Birden ayaklandım ve eve doğru yürümeye başladım. Bir yandan da sesleniyordum "Hadi kalk gel kahvaltı yapalım."

Duru'nun arkamdan geldiğini belli eden adımları ve yakından gelen sesi az sonra bunların hepsini detaylıca anlatmam gerektiğini ifade ediyordu. "Sen ve kahvaltı... Kendi isteğinle..." haklıydı ama buradan kaçmanın başka yolu da yoktu ya da şuan bana en mantıklı gelen buydu..."Evet." diye geçiştirdim.

Kapıyı açıp hemen mutfağa girdim. Buzdolabını geldiğimizden beri ilk defa açıyordum galiba.

"Menemen yer misin?"

"Elif(!)"

"Sevmiyorsan başka bir şey de yapabiliriz."

"Mesela menemene sonra bence milli yemeğimiz olan salçalı makarna... Ya da kahvaltıya daha uygun bir şeyler seçmeniz daha sağlıklı olabilir."

"Elif otur şuraya ve anlat." kolumdan tutup yine sandalyeye oturtturdu. Ne diyecektim... Beni kaçıran adam için endişeleniyorum,onu kafamdan çıkartamıyorum falan mı?.. Daha kendime kabul ettiremediğim şeyleri başkalarına söylemek mi?.. Ahh hayır...

"Hikayeyi baştan alayım."

"Duru.."

"Yok Duru falan! Güvenmiyor musun bana?" Sitemle karışık siniri ela gözlerinden neon ışıklarıyla bana gönderiliyordu.

"Anlatacak hiçbir şey yok."

"Tabi canım alt tarafı kaçırılmışsın. Herkesin başına gelebilecek bir olay değil mi!"

"Kaçırılmamda ki sebebi bilmediğimi sana da söyledim."

"Ama Ali ağabeyle arandaki şeyin ne olduğunu söylemedin."

"Kaçıran ve kaçırılan ilişkisi."diyerek göz devirdim.

"Ha ha ha! Çok komik! Onu seviyor musun diye soruyorum."

"Sevmek mi?.. Tüm aşk tabirlerini yeniden yazmaya varım. Çünkü hiçbir tanım bu duyguyu tarif etmekte başarılı değil."

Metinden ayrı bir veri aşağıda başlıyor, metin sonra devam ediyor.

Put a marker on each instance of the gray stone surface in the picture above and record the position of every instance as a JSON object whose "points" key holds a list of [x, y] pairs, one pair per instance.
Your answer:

Ne demiştim ben şimdi!.. Ya bir kendime dur diyeceğim zamana ışınlanabilir miyim Allah'ım...

"Elif..."

Başlamıştık bir kere madem dönüşü yok...

"Duru sende de oluyor muydu? Yani Yiğit'le birbirinizi ilk sevdiğiniz günler de... Gözlerine bakınca sanki sırlar alemine dalıyorum,üzgün olduğunu gördüğüm zaman 40 yıldır tanıyormuşum o sanki hep bende ben sanki hep ondaymışım gibi kendi acım belliyorum,hiç bilmediği bir derde onunla beraber bende üzülüyorum. O gülünce gülüyor o ağlayınca ağlamaya da varım diyorum. Ama ağladığında,üzüldüğünde gidip ne olduğunu sormaya cesaret edemeyeceğimi de biliyorum."

Duru ne zaman aktığını bilmediğim gözyaşlarımı silerken gözleri de benimle beraber dolmuştu.

"Ama o..."

"Biliyorum olmaz,olmamalı... Bu aralar mantığımın kabul ettiği şeyleri kalbime anlatamıyorum..."

"Elif..." Duru'nun konuşmasını kapı sesi bölerken ikimizde ayaklanmıştık. Bana dönüp "Sen geç içeri." dedi. İtiraz etmek için ağzımı açmıştım ki kararlı bakışları konuşmadan pes ettirmişti.

Odaya girip her zaman ki yerimde oturmaya başladım. Pencerenin önü bir bakıma onsuzluktan kaçmak adına onlu düşlere daldığım yerdi.

Duru bir konuşmamızda spor hocası olduğunu söylemişti. Yani dövüş sporlarına da bir ara merak salmış ve onlardan da hevesini alana kadar uğraşmış işinde de başarılı olmuş. Onun güvenirliği vardı içimde ama her ne olursa olsun adamlar genellikle kas ayısı olduğu için kavga pekte Duru'nun aleyhine olmayacaktır.